Secondly, it uses a mathematical trick to determine which data column should be displayed. Given that this is the nth display column, it should display the values of the nth non-hidden data column. Thus, it uses the TOPN function to calculate the nth smallest ID number in the 'Table Headers' table.
Finally, a SWITCH statement is used to map each possible data column number to the actual contents of the data column.
All that remains (well, for now) is to place our Display Column measures in the table and tie them to a slicer, and, ta-da!
Set the Display Col measures in the table......and watch them work their magic.
Something's not right, is it? Yep, these tables are missing their headers - and this is a whole new challenge to solve. In the examples at the top of this article, note how the column headers dynamically shift with the moving columns.
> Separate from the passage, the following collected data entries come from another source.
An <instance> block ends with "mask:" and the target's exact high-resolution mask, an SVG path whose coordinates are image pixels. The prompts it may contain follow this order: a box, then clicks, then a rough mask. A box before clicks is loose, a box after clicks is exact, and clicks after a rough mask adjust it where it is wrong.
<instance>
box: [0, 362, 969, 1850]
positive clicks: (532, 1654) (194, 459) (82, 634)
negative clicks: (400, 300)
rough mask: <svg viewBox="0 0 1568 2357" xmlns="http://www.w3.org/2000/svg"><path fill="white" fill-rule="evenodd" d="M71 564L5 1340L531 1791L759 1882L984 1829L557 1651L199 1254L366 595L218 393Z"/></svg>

This isn't covered by our solution so far, which feebly displays static names at the head of its columns. Luckily, I have two alternate tricks to deal with it!
Header solution 1: An extra row in the table. (Not recommended)
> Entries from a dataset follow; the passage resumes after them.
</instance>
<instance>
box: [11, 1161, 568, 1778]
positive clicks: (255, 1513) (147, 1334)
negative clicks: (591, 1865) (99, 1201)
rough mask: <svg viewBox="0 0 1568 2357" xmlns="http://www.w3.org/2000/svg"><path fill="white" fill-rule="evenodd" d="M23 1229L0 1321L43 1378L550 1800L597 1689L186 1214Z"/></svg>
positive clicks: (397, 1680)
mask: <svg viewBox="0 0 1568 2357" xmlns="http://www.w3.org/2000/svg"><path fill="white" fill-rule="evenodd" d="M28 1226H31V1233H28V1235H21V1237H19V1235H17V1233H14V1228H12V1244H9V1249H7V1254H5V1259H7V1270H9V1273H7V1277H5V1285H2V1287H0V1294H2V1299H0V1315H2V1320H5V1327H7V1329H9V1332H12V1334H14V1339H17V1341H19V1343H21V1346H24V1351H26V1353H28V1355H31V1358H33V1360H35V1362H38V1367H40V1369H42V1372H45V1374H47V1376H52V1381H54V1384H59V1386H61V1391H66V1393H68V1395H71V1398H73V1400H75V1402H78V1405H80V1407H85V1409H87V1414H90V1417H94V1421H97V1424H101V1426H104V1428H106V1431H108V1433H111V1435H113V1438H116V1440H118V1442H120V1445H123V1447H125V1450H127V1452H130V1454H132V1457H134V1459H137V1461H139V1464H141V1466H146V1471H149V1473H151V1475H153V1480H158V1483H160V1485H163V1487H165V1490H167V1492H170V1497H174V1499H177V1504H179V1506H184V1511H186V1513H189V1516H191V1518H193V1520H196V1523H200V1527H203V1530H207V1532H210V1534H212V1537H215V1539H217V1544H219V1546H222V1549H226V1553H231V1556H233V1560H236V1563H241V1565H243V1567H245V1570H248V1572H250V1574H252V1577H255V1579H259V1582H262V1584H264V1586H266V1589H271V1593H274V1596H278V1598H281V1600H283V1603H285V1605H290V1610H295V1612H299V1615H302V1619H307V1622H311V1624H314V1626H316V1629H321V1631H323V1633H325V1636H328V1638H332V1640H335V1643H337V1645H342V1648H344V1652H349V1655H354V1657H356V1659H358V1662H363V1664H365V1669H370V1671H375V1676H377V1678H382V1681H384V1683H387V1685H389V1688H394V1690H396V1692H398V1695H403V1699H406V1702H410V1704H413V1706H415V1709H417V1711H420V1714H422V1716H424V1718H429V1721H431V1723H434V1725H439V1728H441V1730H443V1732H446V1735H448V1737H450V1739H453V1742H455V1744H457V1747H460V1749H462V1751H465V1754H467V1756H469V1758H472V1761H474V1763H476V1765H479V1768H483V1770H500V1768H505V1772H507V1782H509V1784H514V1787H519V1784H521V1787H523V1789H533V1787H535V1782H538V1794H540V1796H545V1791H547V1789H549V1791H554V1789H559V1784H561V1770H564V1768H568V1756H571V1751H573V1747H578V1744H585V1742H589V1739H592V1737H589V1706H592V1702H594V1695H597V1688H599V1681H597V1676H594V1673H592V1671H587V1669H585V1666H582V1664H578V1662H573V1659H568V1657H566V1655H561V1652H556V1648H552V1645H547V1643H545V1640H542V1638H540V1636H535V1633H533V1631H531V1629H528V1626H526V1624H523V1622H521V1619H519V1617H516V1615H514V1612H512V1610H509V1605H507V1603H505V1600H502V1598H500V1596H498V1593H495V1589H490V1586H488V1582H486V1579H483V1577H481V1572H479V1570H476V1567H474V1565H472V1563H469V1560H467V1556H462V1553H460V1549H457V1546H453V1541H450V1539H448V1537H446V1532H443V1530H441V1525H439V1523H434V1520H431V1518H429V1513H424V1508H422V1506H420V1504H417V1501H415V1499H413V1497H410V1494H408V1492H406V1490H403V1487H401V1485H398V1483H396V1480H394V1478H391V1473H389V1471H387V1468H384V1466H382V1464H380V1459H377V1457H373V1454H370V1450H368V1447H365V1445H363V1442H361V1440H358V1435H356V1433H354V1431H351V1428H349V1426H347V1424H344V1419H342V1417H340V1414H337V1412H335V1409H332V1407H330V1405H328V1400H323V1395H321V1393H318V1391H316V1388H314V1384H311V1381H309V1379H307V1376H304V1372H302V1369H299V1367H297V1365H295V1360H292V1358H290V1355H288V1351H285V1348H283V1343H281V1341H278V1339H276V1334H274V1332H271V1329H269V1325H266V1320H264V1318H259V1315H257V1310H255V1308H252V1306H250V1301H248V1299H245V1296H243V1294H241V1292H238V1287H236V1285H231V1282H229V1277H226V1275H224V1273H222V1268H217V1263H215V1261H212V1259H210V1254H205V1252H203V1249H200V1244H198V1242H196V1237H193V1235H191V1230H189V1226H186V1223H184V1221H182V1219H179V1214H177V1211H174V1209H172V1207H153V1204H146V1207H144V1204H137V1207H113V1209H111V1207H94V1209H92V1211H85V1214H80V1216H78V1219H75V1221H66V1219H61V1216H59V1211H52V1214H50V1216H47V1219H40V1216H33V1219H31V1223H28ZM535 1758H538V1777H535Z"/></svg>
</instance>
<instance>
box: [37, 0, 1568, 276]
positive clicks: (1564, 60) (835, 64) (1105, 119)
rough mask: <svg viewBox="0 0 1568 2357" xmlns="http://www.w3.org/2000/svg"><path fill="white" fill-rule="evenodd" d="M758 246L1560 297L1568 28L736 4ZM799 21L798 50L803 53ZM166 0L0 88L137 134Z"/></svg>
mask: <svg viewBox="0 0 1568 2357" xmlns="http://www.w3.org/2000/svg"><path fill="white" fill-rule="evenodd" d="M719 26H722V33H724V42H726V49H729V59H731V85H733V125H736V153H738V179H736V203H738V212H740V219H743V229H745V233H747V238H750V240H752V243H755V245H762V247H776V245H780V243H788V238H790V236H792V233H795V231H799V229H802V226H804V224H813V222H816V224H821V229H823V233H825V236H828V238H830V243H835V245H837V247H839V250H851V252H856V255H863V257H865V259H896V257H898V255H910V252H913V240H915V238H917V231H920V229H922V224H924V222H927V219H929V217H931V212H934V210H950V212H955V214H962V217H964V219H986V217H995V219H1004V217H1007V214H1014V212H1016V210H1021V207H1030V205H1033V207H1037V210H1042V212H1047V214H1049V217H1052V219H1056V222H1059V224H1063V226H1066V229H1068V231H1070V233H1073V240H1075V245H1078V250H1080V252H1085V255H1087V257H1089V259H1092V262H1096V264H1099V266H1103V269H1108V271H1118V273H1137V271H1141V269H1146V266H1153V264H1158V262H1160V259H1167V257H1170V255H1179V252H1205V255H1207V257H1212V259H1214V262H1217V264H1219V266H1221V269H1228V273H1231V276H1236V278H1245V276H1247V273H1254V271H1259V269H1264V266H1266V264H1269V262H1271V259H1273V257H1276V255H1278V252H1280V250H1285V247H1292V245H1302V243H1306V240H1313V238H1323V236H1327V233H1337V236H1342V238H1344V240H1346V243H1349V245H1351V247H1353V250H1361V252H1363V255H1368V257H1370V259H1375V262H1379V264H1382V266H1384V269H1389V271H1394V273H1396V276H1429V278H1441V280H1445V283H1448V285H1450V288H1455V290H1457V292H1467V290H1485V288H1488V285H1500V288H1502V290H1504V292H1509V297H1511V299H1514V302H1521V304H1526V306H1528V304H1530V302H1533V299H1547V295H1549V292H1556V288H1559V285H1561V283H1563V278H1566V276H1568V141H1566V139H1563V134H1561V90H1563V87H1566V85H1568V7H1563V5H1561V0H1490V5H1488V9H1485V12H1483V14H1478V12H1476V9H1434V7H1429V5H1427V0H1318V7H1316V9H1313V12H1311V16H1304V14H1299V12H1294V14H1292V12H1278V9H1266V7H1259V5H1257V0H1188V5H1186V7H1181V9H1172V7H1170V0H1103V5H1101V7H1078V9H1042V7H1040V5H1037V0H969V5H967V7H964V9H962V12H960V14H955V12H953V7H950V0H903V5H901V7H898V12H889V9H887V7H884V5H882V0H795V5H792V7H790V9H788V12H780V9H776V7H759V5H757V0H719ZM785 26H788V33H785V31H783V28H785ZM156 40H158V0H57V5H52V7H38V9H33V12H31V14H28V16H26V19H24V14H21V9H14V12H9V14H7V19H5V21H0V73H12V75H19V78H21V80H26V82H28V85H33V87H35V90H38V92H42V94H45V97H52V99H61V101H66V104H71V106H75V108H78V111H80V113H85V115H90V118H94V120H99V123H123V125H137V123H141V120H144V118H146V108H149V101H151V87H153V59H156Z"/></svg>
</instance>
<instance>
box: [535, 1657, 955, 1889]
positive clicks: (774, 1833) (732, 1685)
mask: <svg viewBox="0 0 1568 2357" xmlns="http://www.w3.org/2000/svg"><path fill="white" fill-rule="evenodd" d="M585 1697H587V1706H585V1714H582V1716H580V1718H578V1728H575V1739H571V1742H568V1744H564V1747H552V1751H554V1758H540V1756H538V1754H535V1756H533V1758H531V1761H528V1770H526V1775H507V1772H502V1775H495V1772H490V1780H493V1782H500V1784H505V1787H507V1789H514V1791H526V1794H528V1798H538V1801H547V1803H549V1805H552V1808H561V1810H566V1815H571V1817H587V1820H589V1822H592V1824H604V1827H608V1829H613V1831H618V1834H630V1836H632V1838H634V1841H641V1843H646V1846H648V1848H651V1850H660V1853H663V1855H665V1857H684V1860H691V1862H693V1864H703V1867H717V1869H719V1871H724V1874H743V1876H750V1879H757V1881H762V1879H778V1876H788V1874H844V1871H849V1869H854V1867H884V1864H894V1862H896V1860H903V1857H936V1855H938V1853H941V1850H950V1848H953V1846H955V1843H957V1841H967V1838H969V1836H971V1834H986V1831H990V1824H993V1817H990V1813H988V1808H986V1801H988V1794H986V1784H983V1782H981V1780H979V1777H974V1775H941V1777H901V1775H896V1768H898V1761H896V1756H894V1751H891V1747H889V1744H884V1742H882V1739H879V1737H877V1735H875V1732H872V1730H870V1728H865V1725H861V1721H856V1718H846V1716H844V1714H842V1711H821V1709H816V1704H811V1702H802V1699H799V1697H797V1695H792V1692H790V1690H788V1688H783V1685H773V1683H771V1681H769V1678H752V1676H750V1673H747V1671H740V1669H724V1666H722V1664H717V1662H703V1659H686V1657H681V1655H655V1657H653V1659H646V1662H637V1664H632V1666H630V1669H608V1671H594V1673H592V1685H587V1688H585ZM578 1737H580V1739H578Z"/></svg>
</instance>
My first attempt at solving this problem was perhaps more convoluted than necessary. I used the UNION function to create a new table which was identical to the old table (or, at least, contained all the columns I wanted to display), but featured an additional row, bearing the names of each of the columns. In this situation, I also had to write an additional calculated column which I used to sort Categories and ensure this header row rose to the top.
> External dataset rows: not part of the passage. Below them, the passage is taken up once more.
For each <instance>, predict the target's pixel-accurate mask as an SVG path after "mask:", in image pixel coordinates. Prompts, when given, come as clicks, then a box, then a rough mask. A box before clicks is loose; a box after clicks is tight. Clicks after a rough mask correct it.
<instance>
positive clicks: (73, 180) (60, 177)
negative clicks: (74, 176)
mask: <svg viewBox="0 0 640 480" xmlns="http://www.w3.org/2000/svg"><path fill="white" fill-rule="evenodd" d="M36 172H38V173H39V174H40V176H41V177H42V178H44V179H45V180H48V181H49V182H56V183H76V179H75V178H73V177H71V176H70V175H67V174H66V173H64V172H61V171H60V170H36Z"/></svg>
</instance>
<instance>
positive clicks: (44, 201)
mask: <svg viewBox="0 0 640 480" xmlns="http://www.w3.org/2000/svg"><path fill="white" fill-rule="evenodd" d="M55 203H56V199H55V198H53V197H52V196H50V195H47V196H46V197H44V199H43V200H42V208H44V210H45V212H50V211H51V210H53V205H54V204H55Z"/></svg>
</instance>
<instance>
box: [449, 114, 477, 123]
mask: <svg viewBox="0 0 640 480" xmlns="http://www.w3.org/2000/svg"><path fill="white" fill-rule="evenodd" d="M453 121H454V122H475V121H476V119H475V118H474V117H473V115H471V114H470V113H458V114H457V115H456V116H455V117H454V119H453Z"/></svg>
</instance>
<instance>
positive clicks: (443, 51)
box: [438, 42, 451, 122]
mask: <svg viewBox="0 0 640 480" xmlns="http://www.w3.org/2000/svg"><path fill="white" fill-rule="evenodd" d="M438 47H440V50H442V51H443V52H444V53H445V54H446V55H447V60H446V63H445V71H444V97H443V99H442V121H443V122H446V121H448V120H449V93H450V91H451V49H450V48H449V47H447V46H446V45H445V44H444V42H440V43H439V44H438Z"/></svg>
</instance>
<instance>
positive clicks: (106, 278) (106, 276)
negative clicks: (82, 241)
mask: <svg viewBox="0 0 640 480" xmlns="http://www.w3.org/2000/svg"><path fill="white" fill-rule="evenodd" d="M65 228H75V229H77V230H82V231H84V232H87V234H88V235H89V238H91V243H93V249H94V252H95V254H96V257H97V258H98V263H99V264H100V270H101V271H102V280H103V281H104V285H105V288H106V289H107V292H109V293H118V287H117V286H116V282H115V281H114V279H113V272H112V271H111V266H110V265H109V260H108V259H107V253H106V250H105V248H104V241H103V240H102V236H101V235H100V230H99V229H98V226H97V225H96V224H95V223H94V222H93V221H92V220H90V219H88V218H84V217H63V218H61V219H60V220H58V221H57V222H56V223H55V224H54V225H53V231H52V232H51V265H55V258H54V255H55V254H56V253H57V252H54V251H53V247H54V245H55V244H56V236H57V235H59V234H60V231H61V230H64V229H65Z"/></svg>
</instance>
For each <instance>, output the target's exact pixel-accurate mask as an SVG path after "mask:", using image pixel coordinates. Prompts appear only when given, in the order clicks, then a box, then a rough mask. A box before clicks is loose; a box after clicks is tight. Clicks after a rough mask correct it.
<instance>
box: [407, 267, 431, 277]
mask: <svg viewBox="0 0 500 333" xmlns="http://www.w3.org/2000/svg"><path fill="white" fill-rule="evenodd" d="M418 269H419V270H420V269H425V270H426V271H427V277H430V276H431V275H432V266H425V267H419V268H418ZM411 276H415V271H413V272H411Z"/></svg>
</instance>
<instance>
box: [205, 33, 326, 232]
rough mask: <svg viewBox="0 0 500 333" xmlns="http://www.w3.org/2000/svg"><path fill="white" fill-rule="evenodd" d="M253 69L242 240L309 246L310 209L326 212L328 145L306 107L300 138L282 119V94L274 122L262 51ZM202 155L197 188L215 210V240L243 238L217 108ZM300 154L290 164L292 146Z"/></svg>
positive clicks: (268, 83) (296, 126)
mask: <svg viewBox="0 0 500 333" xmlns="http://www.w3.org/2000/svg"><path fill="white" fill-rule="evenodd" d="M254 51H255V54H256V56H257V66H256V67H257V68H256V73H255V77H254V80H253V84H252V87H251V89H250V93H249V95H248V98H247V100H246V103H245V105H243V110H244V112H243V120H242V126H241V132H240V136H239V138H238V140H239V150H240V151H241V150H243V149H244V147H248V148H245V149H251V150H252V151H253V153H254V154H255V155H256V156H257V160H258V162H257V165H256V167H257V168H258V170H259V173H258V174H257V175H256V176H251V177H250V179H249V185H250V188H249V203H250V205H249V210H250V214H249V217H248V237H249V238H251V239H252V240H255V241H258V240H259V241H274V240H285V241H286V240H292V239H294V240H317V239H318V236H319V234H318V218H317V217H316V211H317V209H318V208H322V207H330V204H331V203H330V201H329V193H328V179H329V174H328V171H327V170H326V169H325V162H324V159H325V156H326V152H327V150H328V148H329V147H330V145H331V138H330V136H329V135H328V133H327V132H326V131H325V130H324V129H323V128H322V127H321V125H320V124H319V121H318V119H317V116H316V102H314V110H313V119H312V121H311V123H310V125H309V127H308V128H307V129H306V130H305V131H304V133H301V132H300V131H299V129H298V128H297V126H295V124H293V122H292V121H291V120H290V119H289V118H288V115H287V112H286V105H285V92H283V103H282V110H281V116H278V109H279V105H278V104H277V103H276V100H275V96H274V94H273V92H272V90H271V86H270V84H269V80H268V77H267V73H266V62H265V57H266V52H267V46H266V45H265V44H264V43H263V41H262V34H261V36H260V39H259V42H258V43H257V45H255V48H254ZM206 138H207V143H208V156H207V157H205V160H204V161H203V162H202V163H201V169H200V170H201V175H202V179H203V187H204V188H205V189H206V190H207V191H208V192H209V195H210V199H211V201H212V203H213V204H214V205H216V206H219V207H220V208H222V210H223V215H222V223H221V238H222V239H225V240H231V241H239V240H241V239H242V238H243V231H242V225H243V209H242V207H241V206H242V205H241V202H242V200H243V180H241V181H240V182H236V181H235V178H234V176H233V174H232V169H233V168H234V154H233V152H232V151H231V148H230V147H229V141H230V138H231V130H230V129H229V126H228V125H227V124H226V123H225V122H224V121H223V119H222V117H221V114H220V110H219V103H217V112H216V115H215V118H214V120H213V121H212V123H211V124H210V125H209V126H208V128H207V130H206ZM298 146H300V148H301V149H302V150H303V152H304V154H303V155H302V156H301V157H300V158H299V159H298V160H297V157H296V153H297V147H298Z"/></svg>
Once the header row is in place, conditional formatting could be used to highlight it, and the text of the defunct headers can be set to blend in with the background.
Header solution 2: Use a matrix overlay.
This is my recommended solution, and uses the cheapest of all tricks: cover up the offending table headers with a different visual!
The items in the matrix......will automatically react to the slicer.
After some experimentation, I realised that it was very simple to display the contents of the 'Table Headers' table horizontally in a Power BI matrix visual - the top row of the matrix would behave exactly like the headers of a table visual, and thus could be styled and simply dropped on top to cover it up. This did require spending a few minutes fixing up the styles and lining up edges, but involved no messing with data. In both of the above screenshots, a copy of the matrix has been placed above the table to demonstrate what it looks like by itself.
And with that, we're done! I've already used this technique in a report, and expect to use it again. With relatively simple code and a short list of tricks, we have introduced a behaviour to Power BI that is not intended but seems to fit in with the software like it was always there. I have no doubt there are other ways of achieving this effect using other techniques, and it could very realistically be created in a custom visual, but this is achievable with features built into Power BI by default.